Since the 1950s, I have watched the decline in the United States relationship with the nations of the Middle East.
The U.S. government has grown progressively less inhibited in the use of direct military force in the Middle East, and less concerned with international law and world public opinion. Despite an expanded military presence in the region, the U.S. government has become progressively less able to influence events there. Successive U.S. military interventions have been an education to our enemies in how to fight us, and they have learned their lessons well.
Looking at the many U.S. interventions (many of which I thought were a good idea at the time), I don’t see how the USA would have been any worse off if we had left the Middle East alone.
- During the Eisenhower administration, the U.S. government supplied favored governments with military and other foreign aid, and engineered at least one coup, against the Mohammed Mossadegh government (which was legally elected), but reined in Britain, France and Israel when they attacked Egypt.
- In the Reagan administration, the United States began committing acts of war against Middle East countries — bombarding villages in Lebanon in retaliation for the bombing of the U.S. Marine barracks in Beirut; bombarding Libya in retaliation for President Qaddafi’s involvement in the terror bombing of an airliner
- In the George W. Bush administration, the U.S. for the first time invaded and occupied a Middle East country, in order to set up a more acceptable government. This followed nearly a decade of low-level war—blockade and bombing—under the administration. The target was Iraq, whose government had never threatened the United States.

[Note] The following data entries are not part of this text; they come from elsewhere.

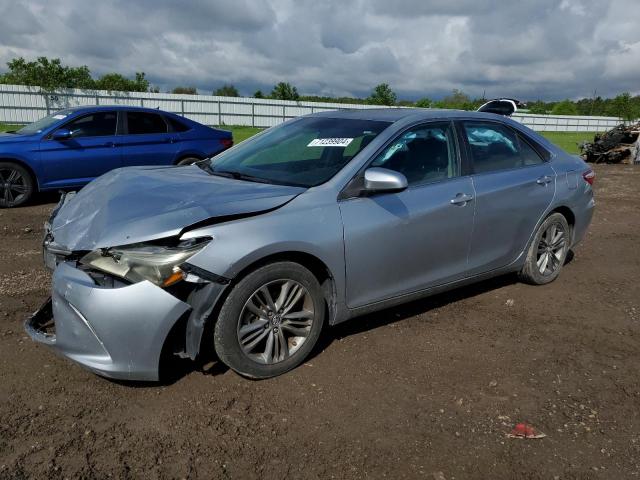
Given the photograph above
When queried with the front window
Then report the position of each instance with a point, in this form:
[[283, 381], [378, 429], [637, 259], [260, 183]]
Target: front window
[[423, 154], [306, 152], [98, 124], [44, 123]]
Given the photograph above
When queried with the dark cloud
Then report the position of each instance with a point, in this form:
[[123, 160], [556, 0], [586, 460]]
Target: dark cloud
[[543, 49]]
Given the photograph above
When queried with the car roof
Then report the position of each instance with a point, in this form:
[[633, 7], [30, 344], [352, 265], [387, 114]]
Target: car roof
[[394, 114], [112, 107]]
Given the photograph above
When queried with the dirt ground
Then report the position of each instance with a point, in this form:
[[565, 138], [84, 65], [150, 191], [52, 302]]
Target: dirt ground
[[427, 390]]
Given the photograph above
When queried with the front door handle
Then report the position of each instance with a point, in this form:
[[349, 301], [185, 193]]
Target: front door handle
[[461, 199], [544, 180]]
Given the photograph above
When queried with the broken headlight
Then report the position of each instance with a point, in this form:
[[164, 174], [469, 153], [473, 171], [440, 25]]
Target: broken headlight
[[145, 261]]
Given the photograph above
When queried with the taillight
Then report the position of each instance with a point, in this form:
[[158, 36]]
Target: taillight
[[589, 176]]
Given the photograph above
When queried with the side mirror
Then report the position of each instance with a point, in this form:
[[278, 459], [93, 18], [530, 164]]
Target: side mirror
[[62, 134], [378, 179]]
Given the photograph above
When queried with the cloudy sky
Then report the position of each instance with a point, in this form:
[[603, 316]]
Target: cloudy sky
[[548, 49]]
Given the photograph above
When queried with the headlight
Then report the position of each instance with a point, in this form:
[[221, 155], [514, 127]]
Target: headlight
[[143, 261]]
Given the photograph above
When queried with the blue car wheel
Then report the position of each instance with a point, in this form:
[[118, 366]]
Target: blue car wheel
[[16, 185]]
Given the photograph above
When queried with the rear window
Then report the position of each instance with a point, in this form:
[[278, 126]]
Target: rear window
[[143, 122], [177, 125], [496, 147]]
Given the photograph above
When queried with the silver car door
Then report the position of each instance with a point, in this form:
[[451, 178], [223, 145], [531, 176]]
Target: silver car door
[[514, 185], [399, 243]]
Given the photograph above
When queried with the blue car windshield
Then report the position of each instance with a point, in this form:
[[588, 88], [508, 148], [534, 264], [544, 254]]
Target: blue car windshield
[[305, 152], [44, 123]]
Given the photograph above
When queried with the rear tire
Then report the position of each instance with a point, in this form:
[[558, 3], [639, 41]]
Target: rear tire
[[188, 161], [548, 251], [16, 185], [270, 321]]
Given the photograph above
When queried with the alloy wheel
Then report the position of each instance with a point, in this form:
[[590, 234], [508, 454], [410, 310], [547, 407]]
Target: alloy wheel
[[14, 186], [275, 321], [551, 247]]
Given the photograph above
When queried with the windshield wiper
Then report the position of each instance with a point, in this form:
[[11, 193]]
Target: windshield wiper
[[205, 165], [240, 176]]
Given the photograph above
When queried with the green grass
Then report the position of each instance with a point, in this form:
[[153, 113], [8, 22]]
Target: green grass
[[569, 141], [241, 133]]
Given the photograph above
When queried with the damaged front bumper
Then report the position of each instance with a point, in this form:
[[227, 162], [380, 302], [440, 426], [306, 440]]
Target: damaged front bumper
[[115, 332]]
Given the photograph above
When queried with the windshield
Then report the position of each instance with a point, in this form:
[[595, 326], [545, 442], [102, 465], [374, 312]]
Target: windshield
[[306, 152], [44, 123]]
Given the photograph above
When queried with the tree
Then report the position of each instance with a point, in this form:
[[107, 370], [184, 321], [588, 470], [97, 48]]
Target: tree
[[227, 91], [624, 108], [424, 103], [382, 95], [285, 91], [185, 90], [46, 74], [565, 107], [120, 83]]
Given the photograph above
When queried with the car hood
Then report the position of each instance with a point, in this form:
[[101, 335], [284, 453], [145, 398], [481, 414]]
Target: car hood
[[137, 204]]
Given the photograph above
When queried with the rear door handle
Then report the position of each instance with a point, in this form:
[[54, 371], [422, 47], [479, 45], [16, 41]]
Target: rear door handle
[[461, 199], [544, 180]]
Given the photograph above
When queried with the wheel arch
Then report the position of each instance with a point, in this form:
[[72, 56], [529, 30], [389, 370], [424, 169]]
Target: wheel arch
[[24, 165], [567, 213], [315, 265]]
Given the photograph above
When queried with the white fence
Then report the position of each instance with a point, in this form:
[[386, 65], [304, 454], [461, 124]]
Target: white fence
[[20, 105]]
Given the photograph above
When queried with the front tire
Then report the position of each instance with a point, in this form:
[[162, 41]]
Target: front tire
[[16, 185], [548, 251], [270, 321]]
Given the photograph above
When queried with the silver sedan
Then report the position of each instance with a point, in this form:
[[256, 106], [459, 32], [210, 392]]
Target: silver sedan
[[316, 221]]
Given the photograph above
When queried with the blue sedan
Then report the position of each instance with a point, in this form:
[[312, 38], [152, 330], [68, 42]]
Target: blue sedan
[[69, 148]]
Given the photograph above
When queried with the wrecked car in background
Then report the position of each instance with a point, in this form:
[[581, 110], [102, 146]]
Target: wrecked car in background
[[321, 219]]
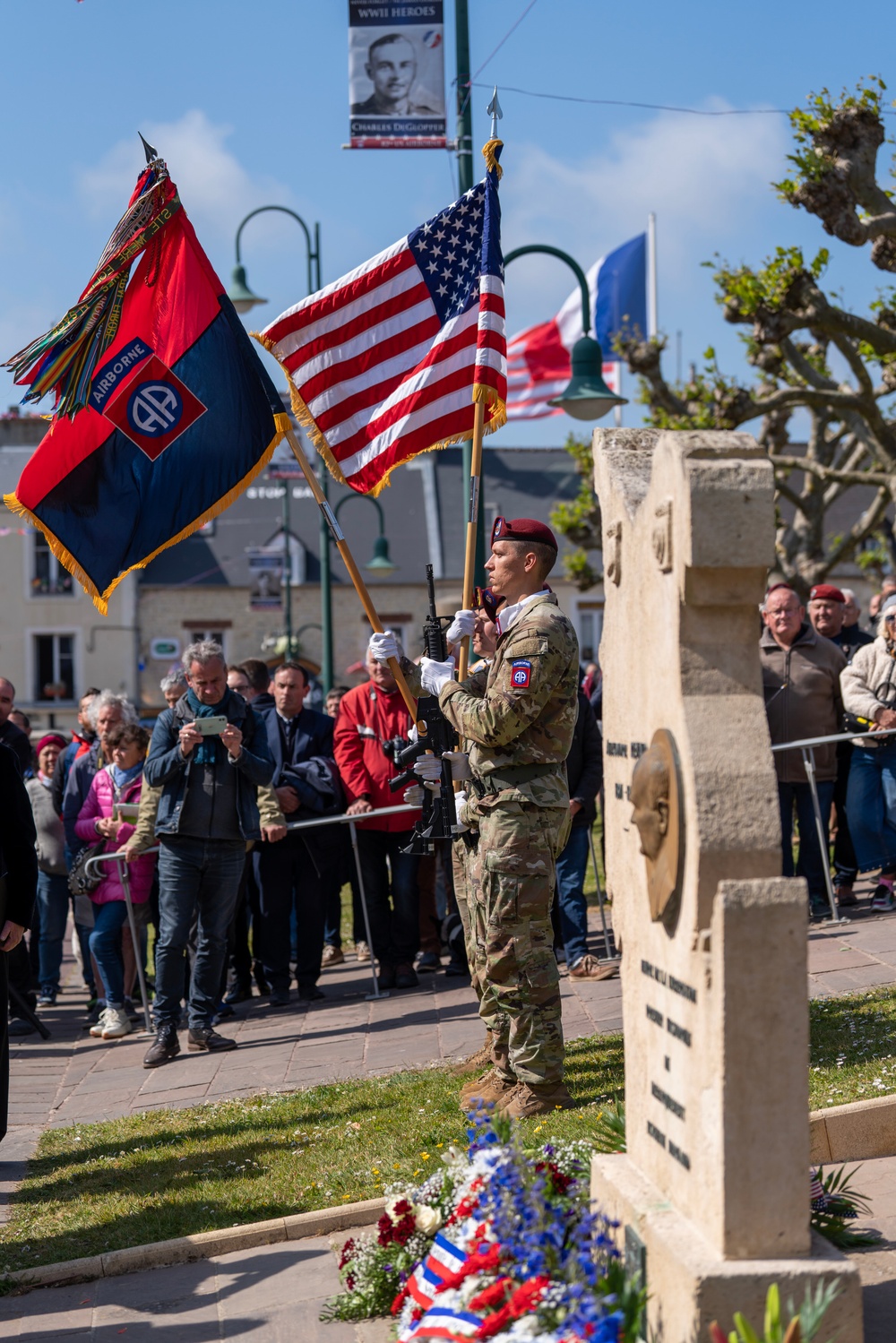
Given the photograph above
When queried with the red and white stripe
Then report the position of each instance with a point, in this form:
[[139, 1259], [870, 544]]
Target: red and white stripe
[[381, 376]]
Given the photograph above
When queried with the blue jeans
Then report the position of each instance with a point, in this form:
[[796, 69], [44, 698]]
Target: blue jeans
[[810, 863], [194, 876], [570, 895], [871, 805], [53, 899], [105, 943]]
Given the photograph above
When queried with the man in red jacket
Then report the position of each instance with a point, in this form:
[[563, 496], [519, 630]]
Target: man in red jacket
[[368, 716]]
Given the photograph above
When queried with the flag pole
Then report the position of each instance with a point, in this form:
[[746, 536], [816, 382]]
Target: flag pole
[[341, 546], [471, 517]]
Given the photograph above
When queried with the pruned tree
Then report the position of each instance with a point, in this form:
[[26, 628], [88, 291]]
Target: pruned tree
[[809, 353]]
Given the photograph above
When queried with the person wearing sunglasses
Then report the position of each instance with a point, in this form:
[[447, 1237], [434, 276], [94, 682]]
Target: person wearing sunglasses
[[517, 716]]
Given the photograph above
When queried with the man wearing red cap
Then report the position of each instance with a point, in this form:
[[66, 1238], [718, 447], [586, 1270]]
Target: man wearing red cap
[[519, 716], [828, 616]]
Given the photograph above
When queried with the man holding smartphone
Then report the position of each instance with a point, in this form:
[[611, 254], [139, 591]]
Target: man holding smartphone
[[209, 753]]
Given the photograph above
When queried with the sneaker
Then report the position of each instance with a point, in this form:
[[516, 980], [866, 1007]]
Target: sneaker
[[406, 977], [164, 1047], [525, 1101], [883, 898], [589, 968], [207, 1039], [116, 1023], [489, 1089]]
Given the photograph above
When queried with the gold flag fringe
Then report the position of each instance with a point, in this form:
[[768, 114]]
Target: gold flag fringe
[[70, 563], [489, 153], [303, 414]]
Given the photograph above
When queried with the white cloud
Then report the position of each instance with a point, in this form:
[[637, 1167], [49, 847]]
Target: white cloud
[[214, 185], [707, 179]]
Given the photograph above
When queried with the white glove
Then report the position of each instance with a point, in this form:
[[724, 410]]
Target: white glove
[[461, 627], [435, 675], [429, 769], [460, 763], [383, 646]]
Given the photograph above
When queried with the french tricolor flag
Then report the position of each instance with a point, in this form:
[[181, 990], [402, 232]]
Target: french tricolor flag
[[538, 357]]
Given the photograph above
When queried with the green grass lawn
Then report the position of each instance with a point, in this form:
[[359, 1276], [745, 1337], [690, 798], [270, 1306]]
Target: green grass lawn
[[96, 1187]]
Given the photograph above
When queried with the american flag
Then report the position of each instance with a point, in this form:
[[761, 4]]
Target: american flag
[[386, 361]]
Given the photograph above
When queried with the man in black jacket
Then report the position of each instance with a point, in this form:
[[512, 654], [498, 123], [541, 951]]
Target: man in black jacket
[[584, 775], [304, 865], [19, 882]]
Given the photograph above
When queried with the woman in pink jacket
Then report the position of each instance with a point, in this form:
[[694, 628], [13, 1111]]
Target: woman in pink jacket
[[117, 783]]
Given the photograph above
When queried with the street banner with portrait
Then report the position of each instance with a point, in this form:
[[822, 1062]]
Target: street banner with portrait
[[265, 579], [397, 74]]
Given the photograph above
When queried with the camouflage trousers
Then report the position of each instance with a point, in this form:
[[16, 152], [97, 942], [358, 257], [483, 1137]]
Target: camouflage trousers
[[509, 890]]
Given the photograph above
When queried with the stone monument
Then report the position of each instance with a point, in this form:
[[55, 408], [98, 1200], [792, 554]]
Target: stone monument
[[712, 1194]]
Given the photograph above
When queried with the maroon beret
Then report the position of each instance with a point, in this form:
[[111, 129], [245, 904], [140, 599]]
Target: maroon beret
[[522, 529], [826, 592]]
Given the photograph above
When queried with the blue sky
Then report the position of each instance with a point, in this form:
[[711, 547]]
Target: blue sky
[[249, 105]]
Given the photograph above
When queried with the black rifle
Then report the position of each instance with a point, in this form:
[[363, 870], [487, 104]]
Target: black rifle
[[437, 735]]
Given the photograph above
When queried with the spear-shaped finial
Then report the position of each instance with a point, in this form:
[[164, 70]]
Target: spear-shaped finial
[[148, 150], [493, 110]]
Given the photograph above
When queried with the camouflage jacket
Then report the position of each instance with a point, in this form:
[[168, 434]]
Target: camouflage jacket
[[521, 710]]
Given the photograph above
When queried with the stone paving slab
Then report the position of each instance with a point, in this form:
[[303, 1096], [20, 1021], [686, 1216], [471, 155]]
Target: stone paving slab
[[271, 1294]]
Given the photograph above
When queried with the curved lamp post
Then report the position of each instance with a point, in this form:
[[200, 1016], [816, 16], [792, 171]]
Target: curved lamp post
[[586, 395], [244, 301], [381, 562]]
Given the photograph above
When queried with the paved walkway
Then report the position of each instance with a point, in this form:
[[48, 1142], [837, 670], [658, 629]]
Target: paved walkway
[[273, 1294]]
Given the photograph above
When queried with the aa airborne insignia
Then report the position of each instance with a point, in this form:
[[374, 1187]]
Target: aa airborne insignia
[[153, 407], [521, 673]]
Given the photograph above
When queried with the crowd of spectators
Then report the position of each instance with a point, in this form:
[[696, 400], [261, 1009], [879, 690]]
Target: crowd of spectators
[[823, 676], [230, 892]]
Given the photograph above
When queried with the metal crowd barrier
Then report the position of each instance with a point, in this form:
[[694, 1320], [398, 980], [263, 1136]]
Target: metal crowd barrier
[[806, 747], [297, 825]]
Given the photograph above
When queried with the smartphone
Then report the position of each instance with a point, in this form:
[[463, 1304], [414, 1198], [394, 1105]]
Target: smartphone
[[211, 727]]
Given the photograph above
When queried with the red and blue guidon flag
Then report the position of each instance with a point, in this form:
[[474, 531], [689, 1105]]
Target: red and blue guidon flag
[[164, 411], [389, 360]]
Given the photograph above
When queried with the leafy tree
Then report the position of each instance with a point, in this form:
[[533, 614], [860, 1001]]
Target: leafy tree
[[807, 353]]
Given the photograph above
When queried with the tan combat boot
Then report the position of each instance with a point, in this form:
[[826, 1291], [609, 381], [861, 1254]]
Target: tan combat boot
[[525, 1101], [490, 1089]]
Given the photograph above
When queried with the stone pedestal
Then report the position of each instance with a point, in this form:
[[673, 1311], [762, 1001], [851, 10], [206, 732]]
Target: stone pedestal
[[715, 1182]]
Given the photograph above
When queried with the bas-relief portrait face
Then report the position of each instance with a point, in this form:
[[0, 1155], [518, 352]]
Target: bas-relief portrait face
[[656, 799]]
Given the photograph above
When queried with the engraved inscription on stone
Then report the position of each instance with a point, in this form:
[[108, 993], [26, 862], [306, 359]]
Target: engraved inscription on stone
[[613, 551], [669, 1101]]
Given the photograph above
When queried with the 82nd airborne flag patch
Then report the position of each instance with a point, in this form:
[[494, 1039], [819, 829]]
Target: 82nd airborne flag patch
[[521, 673]]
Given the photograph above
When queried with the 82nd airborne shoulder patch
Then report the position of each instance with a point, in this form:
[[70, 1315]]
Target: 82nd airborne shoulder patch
[[521, 673]]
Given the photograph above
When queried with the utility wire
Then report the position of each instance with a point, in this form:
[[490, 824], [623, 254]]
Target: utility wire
[[654, 107]]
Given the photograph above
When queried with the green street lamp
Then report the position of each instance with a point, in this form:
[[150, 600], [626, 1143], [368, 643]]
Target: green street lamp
[[381, 563], [586, 395], [244, 301]]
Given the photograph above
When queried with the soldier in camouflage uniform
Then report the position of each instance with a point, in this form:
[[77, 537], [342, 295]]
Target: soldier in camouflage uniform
[[519, 716]]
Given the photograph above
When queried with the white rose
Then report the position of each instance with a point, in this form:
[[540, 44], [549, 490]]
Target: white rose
[[427, 1219]]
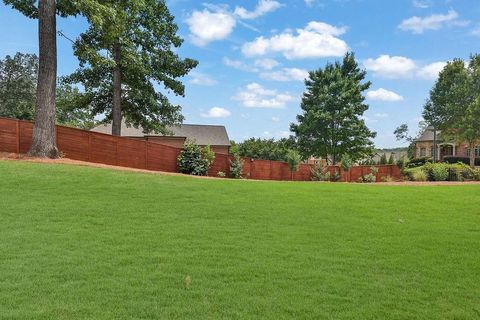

- The Obama administration is talking about intervening in conflicts within Middle Eastern nations, to make sure the side most favorable to the United States wins. This is a hard choice, because so many of the factions, however much they hate each other, are agreed they don’t want foreign control of their countries.
An evolution also has taken place in the enemies of the United States. In each generation, the new leaders are fiercer, more savage and more implacable than the ones that went before. I think Americans today would be pleased to deal with the likes of Mohammed Mossadegh and Gamel Abdel Nasser, and even Saddam Hussein and Hafiz al-Assad seem moderate and reasonable compared to the Islamic State in Iraq and Syria.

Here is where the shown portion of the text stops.